Мужик с костылём вокруг бегает, ахает — лошадь колхозная, судить могут, посадят. Тут только с фронта живой — нога только и не гнётся, считай, подфартило, а тут вот на тебе, пожалуйста… Сбежалась вся улица. Люди смотрели и молчали. Лошадь не билась. Это была старая, заморённая лошадь.
Одни кости да кожа.
Мужик бегал вокруг, спотыкаясь о собственный костыль: «Люди, вы же хоть справку мне напишите, что, мол, не сам убил, а проводом убило…
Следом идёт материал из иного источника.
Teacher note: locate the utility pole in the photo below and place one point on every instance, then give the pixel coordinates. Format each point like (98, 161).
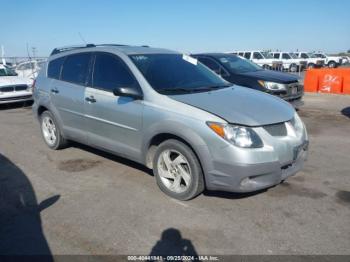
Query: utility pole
(34, 51)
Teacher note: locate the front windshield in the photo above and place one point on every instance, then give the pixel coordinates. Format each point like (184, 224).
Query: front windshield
(176, 73)
(267, 55)
(5, 71)
(236, 64)
(320, 55)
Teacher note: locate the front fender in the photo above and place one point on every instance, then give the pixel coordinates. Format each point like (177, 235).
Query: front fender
(182, 131)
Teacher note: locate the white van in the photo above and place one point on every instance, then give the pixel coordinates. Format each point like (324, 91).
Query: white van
(290, 62)
(262, 58)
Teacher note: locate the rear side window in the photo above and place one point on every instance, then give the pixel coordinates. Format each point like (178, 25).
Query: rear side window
(110, 72)
(54, 69)
(75, 68)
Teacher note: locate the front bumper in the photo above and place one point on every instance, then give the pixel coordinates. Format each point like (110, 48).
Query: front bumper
(254, 177)
(15, 99)
(235, 169)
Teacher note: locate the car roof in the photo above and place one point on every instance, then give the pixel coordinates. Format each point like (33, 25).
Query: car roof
(213, 54)
(126, 49)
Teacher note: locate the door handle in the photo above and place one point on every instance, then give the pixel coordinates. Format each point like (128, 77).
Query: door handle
(90, 99)
(54, 91)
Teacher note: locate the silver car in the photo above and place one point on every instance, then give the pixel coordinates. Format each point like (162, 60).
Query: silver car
(171, 113)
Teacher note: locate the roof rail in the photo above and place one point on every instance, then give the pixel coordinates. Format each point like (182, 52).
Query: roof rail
(68, 48)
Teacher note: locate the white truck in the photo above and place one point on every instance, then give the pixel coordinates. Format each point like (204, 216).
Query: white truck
(14, 88)
(312, 60)
(330, 61)
(262, 58)
(291, 63)
(29, 69)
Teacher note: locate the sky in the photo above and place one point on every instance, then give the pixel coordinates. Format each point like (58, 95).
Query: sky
(183, 25)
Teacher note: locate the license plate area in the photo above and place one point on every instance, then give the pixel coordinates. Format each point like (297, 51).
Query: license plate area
(299, 149)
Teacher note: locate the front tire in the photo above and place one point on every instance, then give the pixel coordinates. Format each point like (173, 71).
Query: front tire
(177, 170)
(51, 131)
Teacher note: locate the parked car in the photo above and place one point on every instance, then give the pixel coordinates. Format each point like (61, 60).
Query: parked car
(290, 62)
(330, 61)
(171, 113)
(243, 72)
(14, 88)
(29, 69)
(345, 60)
(312, 60)
(263, 59)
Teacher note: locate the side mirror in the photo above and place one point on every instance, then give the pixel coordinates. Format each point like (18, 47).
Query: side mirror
(127, 92)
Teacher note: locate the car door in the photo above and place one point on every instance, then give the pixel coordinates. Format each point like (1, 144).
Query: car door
(68, 93)
(113, 122)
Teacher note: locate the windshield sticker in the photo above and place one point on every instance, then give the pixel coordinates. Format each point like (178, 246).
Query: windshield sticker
(189, 59)
(140, 57)
(223, 60)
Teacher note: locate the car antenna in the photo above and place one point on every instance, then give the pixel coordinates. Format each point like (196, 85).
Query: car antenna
(82, 38)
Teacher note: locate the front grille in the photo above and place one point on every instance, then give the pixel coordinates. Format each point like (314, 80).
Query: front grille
(276, 129)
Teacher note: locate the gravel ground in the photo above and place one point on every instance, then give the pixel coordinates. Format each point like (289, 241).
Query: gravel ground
(83, 201)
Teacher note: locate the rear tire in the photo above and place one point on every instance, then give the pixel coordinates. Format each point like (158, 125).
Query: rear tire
(177, 170)
(51, 131)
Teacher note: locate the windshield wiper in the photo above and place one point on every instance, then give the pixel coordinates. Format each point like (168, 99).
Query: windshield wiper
(214, 87)
(175, 90)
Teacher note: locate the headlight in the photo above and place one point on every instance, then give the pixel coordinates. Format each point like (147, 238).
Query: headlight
(298, 124)
(272, 85)
(238, 135)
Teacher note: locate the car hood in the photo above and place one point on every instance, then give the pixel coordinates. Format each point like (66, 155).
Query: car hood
(240, 105)
(14, 80)
(274, 76)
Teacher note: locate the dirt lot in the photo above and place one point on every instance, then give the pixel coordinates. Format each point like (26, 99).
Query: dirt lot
(83, 201)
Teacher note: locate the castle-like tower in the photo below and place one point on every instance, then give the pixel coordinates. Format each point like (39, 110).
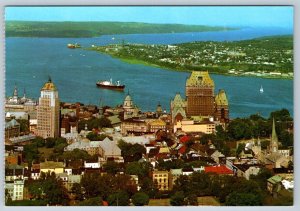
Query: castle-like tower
(274, 140)
(221, 107)
(200, 94)
(130, 110)
(48, 111)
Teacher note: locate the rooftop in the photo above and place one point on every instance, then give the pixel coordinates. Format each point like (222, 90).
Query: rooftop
(199, 78)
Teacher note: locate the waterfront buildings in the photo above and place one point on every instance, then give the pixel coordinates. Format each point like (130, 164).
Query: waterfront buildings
(48, 111)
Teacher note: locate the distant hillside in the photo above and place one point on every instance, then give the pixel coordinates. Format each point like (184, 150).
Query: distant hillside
(94, 29)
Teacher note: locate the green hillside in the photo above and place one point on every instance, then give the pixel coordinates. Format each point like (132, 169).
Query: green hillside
(94, 29)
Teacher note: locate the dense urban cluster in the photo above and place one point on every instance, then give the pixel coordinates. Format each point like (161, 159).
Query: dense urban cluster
(270, 57)
(59, 153)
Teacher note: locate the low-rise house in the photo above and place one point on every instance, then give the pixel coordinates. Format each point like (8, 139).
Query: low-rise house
(274, 185)
(15, 189)
(52, 166)
(244, 170)
(217, 156)
(187, 171)
(174, 175)
(109, 149)
(157, 125)
(221, 170)
(133, 125)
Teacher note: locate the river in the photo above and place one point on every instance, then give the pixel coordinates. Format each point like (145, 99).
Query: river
(29, 61)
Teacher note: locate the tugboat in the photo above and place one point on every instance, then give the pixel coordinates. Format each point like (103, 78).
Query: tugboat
(110, 85)
(73, 46)
(261, 90)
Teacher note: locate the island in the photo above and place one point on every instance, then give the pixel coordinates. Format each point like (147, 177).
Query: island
(96, 28)
(268, 57)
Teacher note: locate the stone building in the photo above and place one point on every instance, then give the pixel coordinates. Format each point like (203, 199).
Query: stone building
(200, 94)
(48, 111)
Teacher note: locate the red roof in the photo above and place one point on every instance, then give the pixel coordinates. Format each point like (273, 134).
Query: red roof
(182, 149)
(218, 170)
(184, 139)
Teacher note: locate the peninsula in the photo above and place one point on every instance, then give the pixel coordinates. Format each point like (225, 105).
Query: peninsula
(96, 29)
(268, 57)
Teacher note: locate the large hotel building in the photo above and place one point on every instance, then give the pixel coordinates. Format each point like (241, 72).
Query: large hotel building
(48, 111)
(201, 101)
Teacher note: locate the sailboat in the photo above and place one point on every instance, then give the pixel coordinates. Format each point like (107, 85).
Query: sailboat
(261, 90)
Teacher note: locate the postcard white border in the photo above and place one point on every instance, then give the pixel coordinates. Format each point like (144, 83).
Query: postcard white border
(295, 3)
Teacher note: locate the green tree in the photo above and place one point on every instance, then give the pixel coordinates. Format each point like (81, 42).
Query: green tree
(96, 201)
(24, 125)
(49, 188)
(192, 200)
(77, 191)
(243, 199)
(111, 167)
(119, 198)
(178, 199)
(281, 115)
(140, 199)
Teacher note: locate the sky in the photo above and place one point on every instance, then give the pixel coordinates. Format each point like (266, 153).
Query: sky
(252, 16)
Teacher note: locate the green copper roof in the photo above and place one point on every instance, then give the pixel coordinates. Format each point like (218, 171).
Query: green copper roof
(199, 78)
(221, 98)
(275, 179)
(274, 135)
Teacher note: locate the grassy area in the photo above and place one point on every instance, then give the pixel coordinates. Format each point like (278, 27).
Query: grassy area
(95, 29)
(159, 202)
(202, 201)
(45, 152)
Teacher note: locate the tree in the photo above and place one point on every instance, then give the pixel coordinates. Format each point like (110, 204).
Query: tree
(96, 201)
(49, 188)
(281, 115)
(77, 191)
(140, 199)
(178, 199)
(119, 198)
(111, 167)
(192, 200)
(243, 199)
(24, 125)
(148, 187)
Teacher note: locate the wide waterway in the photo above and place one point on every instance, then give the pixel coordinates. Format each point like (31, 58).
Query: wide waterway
(29, 61)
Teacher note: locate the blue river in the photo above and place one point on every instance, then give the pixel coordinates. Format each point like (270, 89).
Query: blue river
(29, 62)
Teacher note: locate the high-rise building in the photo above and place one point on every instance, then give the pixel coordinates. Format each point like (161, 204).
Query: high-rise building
(274, 139)
(221, 107)
(200, 94)
(48, 111)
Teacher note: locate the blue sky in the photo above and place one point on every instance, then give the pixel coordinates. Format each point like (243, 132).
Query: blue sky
(253, 16)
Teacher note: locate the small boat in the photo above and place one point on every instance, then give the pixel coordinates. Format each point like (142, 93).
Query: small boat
(261, 90)
(110, 85)
(72, 46)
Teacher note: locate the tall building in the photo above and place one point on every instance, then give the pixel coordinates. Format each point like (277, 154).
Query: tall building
(130, 110)
(274, 139)
(48, 111)
(221, 107)
(200, 94)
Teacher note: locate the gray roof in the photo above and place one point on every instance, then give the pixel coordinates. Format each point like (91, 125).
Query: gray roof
(11, 123)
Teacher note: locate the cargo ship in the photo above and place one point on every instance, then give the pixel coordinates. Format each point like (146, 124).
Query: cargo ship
(110, 85)
(74, 45)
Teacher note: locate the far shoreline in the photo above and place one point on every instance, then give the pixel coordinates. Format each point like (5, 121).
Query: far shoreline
(141, 62)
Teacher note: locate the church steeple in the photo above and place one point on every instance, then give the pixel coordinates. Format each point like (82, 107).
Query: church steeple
(274, 139)
(15, 92)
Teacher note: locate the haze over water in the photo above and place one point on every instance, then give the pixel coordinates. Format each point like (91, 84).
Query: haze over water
(29, 61)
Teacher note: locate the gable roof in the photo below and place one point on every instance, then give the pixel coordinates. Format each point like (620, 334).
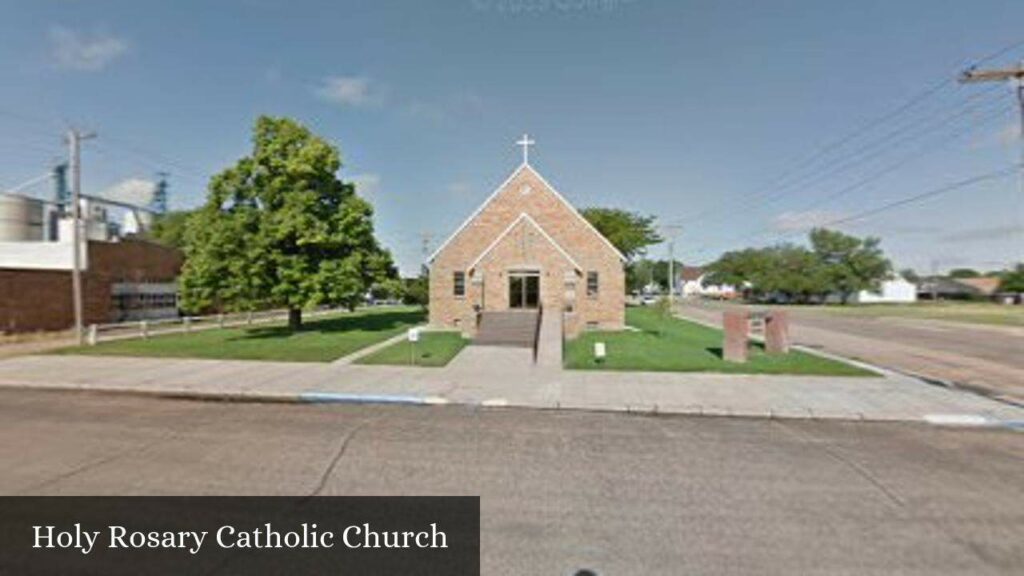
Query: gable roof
(511, 227)
(691, 273)
(502, 187)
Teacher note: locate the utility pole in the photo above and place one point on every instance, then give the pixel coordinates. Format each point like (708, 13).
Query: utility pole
(671, 232)
(973, 75)
(159, 203)
(75, 150)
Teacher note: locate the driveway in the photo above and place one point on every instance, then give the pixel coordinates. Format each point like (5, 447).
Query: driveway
(990, 358)
(564, 491)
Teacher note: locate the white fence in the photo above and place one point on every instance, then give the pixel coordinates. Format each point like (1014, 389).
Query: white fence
(148, 328)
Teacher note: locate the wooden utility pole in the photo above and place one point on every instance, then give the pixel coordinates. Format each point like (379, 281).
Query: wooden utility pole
(671, 232)
(75, 151)
(1015, 75)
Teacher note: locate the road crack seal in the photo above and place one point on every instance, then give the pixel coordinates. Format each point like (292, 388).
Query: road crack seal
(339, 454)
(861, 470)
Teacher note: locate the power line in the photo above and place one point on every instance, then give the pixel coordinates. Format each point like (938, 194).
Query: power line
(931, 90)
(997, 174)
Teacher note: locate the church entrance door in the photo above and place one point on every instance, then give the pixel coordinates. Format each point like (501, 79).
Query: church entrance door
(524, 290)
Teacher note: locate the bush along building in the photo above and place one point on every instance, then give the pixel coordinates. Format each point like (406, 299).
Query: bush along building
(123, 278)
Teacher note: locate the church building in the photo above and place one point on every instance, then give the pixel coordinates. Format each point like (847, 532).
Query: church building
(526, 253)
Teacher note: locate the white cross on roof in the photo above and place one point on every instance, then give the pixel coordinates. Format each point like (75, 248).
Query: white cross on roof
(525, 142)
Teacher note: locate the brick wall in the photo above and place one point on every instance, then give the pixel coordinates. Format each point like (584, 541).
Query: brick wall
(35, 300)
(525, 247)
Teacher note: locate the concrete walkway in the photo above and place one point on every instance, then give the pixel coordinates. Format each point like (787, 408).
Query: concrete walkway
(502, 376)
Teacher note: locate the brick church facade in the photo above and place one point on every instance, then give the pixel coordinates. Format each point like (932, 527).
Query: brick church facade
(527, 249)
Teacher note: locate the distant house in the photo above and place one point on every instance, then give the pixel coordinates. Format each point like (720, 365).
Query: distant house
(942, 288)
(985, 285)
(693, 282)
(896, 290)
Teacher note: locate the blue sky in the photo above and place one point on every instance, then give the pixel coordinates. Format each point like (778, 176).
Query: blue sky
(691, 111)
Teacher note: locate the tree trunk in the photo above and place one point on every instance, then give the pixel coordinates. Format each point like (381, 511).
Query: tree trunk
(294, 319)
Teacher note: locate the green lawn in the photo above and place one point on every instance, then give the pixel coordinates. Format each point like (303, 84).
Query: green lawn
(322, 339)
(434, 348)
(677, 345)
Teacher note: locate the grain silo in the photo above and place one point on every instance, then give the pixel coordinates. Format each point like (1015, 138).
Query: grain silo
(20, 218)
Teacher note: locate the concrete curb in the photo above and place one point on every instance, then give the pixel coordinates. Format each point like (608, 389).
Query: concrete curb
(346, 398)
(966, 421)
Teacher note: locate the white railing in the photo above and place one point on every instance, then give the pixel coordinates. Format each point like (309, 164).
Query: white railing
(180, 325)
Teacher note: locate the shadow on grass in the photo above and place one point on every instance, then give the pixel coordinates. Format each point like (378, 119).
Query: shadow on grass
(364, 322)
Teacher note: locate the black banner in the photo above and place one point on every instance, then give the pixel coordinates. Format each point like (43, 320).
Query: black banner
(240, 535)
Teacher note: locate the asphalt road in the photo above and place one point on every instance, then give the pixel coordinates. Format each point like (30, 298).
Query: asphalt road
(562, 491)
(981, 356)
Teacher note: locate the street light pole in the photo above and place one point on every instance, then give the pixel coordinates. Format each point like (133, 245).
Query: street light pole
(75, 145)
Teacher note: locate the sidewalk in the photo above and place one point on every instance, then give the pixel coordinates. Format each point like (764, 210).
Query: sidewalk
(496, 376)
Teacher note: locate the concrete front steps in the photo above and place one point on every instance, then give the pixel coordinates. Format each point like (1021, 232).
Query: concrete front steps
(508, 328)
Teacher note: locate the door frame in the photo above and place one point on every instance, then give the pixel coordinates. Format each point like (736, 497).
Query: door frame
(525, 276)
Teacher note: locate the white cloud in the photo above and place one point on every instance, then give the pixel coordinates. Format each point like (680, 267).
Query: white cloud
(347, 90)
(986, 234)
(461, 190)
(796, 221)
(367, 186)
(131, 191)
(74, 50)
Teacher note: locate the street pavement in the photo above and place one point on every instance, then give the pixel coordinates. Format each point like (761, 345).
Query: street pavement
(988, 358)
(564, 491)
(503, 376)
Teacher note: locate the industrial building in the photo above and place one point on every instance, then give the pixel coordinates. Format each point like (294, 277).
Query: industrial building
(124, 277)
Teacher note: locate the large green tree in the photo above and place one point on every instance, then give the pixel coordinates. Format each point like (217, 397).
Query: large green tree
(632, 233)
(280, 229)
(1013, 281)
(851, 263)
(793, 271)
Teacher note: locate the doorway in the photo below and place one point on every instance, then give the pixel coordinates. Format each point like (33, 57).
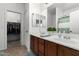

Посадят ведь, как пить дать… Скажут, на мясо завалил!..» Людям было не до мужика. Люди хотели есть.
И вот еда. Мясо. Много мяса! Кто-то прибежал с топором и стал рубить лошадь.
Кровь дымилась на морозе, от мяса шёл пар…
Мужик пытался унять людей: лошадь-то колхозная, посадят же, как пить дать посадят… Мужика молча оттолкнули, и он куда-то исчез. Люди рубили, резали, пытались оторвать хотя бы кусочек мяса.
Мясо! Люди давно уже забыли его вкус. Хлеба и то не было — за хлебом занимали очередь в 4 часа утра и стояли до 8 на морозе. А морозы в Сибири круты — 40 градусов — это вроде и не мороз. А одежонка слабая: пимы совсем продырявились. Соломой дыру заткнёшь, а всё равно холод проходит. Не держит солома мороза. Пока достоишься за той пайкой — без ног останешься. А что там та пайка? Давали на карточку 200 граммов хлеба. Да и хлеб — одно название. Глина. Сожмёшь в кулаке — так замазка и остаётся.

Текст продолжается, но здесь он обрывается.